When I ask if he misses old fashioned blogging he tells me the old timers didn’t understand what they were doing. I tell him I hear there was a time when people used to comment on blogs and ask what happens if people don’t comment any more and he rolls his eyes at me.

“Commenting is dead and so is that antiquated way of doing things you are talking about. No one comments any more, they just talk about the posts on Facebook or giggle about it in a bar.

I can’t help myself and tell him that sounds like a 20th century way of doing things.

“Can you imagine how uncomfortable it must have been to have had to make eye contact with other people and to use a phone as a phone. How did they manage to socialize when they had to look at each others faces.”

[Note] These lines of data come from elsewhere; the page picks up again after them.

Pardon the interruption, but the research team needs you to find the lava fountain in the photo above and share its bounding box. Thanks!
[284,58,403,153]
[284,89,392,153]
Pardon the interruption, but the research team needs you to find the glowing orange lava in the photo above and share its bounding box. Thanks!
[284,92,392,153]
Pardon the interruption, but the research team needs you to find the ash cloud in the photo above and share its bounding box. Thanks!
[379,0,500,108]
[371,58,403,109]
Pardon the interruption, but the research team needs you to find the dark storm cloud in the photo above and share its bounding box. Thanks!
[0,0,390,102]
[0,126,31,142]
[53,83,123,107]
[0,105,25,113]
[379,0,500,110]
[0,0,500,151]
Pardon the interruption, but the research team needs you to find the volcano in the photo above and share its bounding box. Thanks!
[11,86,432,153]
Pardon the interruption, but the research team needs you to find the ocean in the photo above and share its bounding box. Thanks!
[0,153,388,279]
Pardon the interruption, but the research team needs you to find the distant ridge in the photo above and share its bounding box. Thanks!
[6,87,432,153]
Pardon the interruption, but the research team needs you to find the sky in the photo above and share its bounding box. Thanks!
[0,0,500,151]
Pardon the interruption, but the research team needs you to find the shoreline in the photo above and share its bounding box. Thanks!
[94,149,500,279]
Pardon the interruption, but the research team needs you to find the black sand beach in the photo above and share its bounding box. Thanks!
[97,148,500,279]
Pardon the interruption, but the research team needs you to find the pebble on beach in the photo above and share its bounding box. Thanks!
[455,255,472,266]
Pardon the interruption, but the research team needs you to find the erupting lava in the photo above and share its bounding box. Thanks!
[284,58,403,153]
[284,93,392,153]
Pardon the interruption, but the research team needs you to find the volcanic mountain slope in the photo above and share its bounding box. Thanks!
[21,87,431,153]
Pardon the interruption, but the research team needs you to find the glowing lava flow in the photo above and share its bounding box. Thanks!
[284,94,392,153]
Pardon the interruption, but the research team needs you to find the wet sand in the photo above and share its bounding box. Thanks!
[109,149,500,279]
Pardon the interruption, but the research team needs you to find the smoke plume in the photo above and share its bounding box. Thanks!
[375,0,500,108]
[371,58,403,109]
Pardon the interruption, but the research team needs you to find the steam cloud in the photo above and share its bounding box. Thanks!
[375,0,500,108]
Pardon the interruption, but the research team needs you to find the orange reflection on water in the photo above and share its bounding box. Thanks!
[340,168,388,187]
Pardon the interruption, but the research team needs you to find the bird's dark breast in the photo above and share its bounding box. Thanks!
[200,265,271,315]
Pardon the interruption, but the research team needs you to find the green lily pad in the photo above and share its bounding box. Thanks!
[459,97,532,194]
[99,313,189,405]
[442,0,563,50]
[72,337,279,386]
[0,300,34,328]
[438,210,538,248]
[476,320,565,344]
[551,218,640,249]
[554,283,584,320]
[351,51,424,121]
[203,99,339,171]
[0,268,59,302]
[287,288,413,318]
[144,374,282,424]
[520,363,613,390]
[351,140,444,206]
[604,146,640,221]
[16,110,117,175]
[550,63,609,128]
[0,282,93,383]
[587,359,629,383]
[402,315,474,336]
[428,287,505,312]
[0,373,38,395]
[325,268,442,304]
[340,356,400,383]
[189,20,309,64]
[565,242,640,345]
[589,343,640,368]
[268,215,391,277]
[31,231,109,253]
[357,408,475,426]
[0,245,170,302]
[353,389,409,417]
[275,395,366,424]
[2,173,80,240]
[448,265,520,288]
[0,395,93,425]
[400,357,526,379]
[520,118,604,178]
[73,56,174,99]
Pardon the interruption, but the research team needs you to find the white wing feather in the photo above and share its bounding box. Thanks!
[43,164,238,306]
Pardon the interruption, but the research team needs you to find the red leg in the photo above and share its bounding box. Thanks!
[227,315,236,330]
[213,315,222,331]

The expression on his face makes me wonder if he realizes I am not serious but I don’t care. When he asks me how long I have been blogging I tell him since May of 2004 and talk about how I like WordPress better than Blogger, Typepad, Posterous and Moving Type.

“What rankles my heart and kills my soul is the thought that I might die one day saying “If I had” or “I could of done/been” blah, blah, blah. These are not things that should be part of …”- It is Not a Midlife Crisis

What Keeps Blogging Interesting

What keeps blogging interesting to me is a cross between the people I meet, the stories I tell and the things I learn about myself.

Every day is filled with the same mundane activities and a few moments in which I try to tell a story about the ordinary in a way that builds connections between you and I.

This where I see a distinction between the bad bloggers and myself.

Bad bloggers spend too much time trying to turn the ordinary into extraordinary and trying to find a way to go viral. They search for clever and captivating not recognizing that our stories are usually the ties that bind us.

They spend too much time trying to reach too many people while not understanding it is more effective to really engage with just a few than to blow by many.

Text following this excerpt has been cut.